Une bonne action ne reste jamais sans récompense.
L'esprit des enfants est absolu parce qu'il est borné. Les questions, n'ayant pour eux qu'une face, sont toutes simples ; en sorte que la solution en paraît aussi facile qu'évidente à leur intelligence plus droite qu'éclairée. C'est pour cela que les plus doux d'entre eux disent parfois des choses dures, que les plus humains tiennent des propos cruels.
Enfantines amours, premières lueurs de ce feu qui, plus tard, pénètre, étreint, embrase ! Que de charme, que de riant et pur éclat, dans ces innocentes prémices d'un sentiment si fécond en orages !
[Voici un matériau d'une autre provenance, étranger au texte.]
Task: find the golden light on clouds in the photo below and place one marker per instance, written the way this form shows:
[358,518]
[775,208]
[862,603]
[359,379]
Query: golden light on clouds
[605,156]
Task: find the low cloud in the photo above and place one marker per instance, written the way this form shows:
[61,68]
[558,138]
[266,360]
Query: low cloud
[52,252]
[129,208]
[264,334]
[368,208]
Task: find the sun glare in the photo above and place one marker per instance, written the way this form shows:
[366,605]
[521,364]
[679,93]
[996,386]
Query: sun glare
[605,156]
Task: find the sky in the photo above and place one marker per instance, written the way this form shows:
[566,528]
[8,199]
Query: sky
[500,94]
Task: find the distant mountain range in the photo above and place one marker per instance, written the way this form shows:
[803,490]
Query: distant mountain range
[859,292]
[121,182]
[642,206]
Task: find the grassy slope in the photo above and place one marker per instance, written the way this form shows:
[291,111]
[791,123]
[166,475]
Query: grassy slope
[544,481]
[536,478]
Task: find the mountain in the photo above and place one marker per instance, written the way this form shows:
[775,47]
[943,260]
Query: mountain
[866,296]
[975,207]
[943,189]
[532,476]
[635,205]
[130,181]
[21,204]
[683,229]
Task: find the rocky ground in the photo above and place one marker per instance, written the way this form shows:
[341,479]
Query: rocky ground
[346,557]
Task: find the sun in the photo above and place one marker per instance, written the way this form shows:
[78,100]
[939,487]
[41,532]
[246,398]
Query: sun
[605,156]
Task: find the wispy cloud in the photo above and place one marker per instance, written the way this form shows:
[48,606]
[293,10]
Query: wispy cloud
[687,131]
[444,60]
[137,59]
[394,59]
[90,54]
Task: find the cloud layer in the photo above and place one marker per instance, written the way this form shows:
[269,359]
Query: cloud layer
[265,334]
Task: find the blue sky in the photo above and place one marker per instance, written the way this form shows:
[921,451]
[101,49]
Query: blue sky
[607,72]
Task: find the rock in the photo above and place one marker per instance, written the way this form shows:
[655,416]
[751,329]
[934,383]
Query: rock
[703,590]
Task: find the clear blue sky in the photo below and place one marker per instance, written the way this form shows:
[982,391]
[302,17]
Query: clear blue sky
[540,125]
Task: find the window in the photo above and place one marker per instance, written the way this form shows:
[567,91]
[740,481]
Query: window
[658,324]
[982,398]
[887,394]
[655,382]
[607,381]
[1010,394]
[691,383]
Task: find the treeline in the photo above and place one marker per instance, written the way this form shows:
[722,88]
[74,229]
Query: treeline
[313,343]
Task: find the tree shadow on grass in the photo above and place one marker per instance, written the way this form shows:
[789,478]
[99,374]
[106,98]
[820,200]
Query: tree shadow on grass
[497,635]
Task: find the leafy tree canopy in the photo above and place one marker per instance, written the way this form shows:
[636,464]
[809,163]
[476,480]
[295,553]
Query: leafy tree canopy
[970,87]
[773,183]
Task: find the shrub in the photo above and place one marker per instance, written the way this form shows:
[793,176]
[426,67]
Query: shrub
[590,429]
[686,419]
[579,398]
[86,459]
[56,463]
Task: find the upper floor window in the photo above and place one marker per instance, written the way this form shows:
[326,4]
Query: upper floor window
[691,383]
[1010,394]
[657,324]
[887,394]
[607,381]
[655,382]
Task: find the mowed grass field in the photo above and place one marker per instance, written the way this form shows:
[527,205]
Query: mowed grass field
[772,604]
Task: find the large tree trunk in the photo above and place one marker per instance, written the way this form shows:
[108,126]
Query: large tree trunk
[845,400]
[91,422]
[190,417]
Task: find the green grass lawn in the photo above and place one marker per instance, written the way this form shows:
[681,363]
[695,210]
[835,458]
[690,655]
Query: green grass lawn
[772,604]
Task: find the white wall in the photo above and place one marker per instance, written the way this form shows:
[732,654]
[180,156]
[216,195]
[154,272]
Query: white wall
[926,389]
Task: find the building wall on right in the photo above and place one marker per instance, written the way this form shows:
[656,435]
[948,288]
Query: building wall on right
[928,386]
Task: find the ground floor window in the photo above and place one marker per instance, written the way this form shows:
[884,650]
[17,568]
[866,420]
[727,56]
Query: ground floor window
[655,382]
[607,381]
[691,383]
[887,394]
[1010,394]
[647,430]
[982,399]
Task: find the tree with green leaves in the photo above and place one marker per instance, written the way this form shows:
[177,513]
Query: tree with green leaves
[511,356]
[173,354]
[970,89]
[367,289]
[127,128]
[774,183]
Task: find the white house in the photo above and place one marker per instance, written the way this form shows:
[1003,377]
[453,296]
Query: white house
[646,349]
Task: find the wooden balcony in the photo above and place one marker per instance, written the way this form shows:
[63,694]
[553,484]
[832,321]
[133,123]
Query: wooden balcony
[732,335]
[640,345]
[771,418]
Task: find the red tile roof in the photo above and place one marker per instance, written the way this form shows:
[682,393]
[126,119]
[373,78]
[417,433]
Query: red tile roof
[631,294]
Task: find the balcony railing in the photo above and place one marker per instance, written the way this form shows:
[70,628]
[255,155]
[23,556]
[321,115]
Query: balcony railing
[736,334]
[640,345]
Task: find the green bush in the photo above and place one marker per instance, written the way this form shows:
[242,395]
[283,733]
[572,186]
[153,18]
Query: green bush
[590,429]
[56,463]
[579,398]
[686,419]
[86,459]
II y a dans le cerveau beaucoup de ces pensées honteuses, qui se cachent par pudeur, qui se taisent crainte de se faire honnir, qui, parfois, venant à surgir hors de leur cachette, font circuler la rougeur sur les fronts honnêtes.
Sur bien des choses, mieux vaut s'ignorer soi-même. Certains, à se connaître mieux, deviendraient pires. Tel, voyant son champ ingrat au bon grain, prend l'idée de tirer parti des mauvaises herbes.